Os recursos anunciados em julho deste ano para a safra 2008/2009 da agricultura familiar estão garantidos, segundo Peraci. São R$ 13 bilhões que estão à disposição da agricultura familiar. “Até 2010, o volume de crédito da linha Mais Alimentos chegará a R$ 25 bilhões e vai beneficiar 1 milhão de agricultores familiares”, prevê. O balanço do programa até o final de outubro, segundo dados da SAF/MDA, mostra que cerca de 1.250 tratores e motocultivadores já foram comercializados, e outras 1.200 unidades já tinham status de negócio assegurado, com sinal verde dos bancos.
O incentivo do governo federal vem mostrando resultados nas vendas da Agritech Lavrale, que desenvolve e produz tratores e cultivadores motorizados desde 1957. “Quem estiver fora desse programa deverá sentir mais o baque da crise”, diz Nelson Watanabe, gerente nacional de vendas da Yanmar Agritech. Pelo programa a empresa já contabiliza cerca de 220 tratores destinados a agricultores familiares. Em termos de produção de máquinas, este ano deve fechar 20% superior ao ano passado. A estimativa, para 2009, é manter o crescimento da empresa de 5 a 10%.
Embalada no mesmo ritmo de otimismo com o plano de crédito do governo federal, está também a Landini, voltada à produção de tratores de 40 a 250 cv, além de pulverizadores – estes últimos, inclusos no programa. Localizada em São José dos Pinhais (PR), a empresa de origem italiana se uniu através de uma ‘joint venture’ com a empresa brasileira Montana Indústria de Máquinas, em 2005 e fabrica a linha de tratores desde 2006. Uma ‘joint venture’ – literalmente ‘empreendimento em conjunto’ – é uma associação de empresas, que pode ser definitiva ou não, com fins lucrativos, para explorar determinados negócios, sem que nenhuma delas perca sua personalidade jurídica.

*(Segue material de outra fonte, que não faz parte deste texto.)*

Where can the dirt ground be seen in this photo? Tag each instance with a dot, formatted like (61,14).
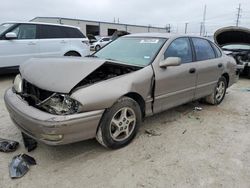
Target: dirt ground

Os efeitos da crise devem afetar menos a linha específica de tratores pequenos de 40 a 75 cv, segundo Edson Stefani, gerente comercial de tratores da Landini. Há uma estimativa de 10 a 15% de queda em vendas desse tipo de máquinas. “Agora, para os tratores maiores, que possuem maior valor agregado, são necessários financiamentos junto a bancos. Para esses, deverá ter uma queda maior, cerca de 30 a 45%”, estima Stefani.
Os meses de novembro a janeiro, de acordo com o gerente comercial de tratores da empresa, não são tão favoráveis para a venda de máquinas agrícolas, por isso a crise ainda não repercutiu. “Estimamos que vamos passar pelo primeiro trimestre do ano com uma baixa de demanda, mas o impacto para nós não será tão grande quanto de empresas maiores. Nós detemos uma pequena fatia do mercado de máquinas do País, e por isso o impacto deve ser menor”, conclui.

Aparentemente alheia à crise

Longe de querer comentar sobre a crise, a AGCO, fabricante e distribuidor mundial de equipamentos agrícolas, detentora das marcas Massey Fergunson e Valtra, diz-se, através de uma nota publicada pela assessoria de imprensa, otimista sobre os resultados que o grupo obteve na América do Sul, em função das condições agrícolas favoráveis no mercado brasileiro e argentino sobre as vendas no varejo. De acordo com a nota, as condições estáveis de mercado forte durante o terceiro trimestre de 2008 geraram um crescimento de vendas de mais de 58% no Brasil. Na América do Sul, as vendas das unidades de tratores aumentaram aproximadamente 36% e as vendas das unidades de colheitadeiras aumentaram aproximadamente 87% nos primeiros nove meses de 2008 em comparação com o mesmo período do ano anterior.
Até o fechamento da edição, a John Deere não deu nenhuma resposta sobre a situação da empresa diante da crise iniciada nos Estados Unidos.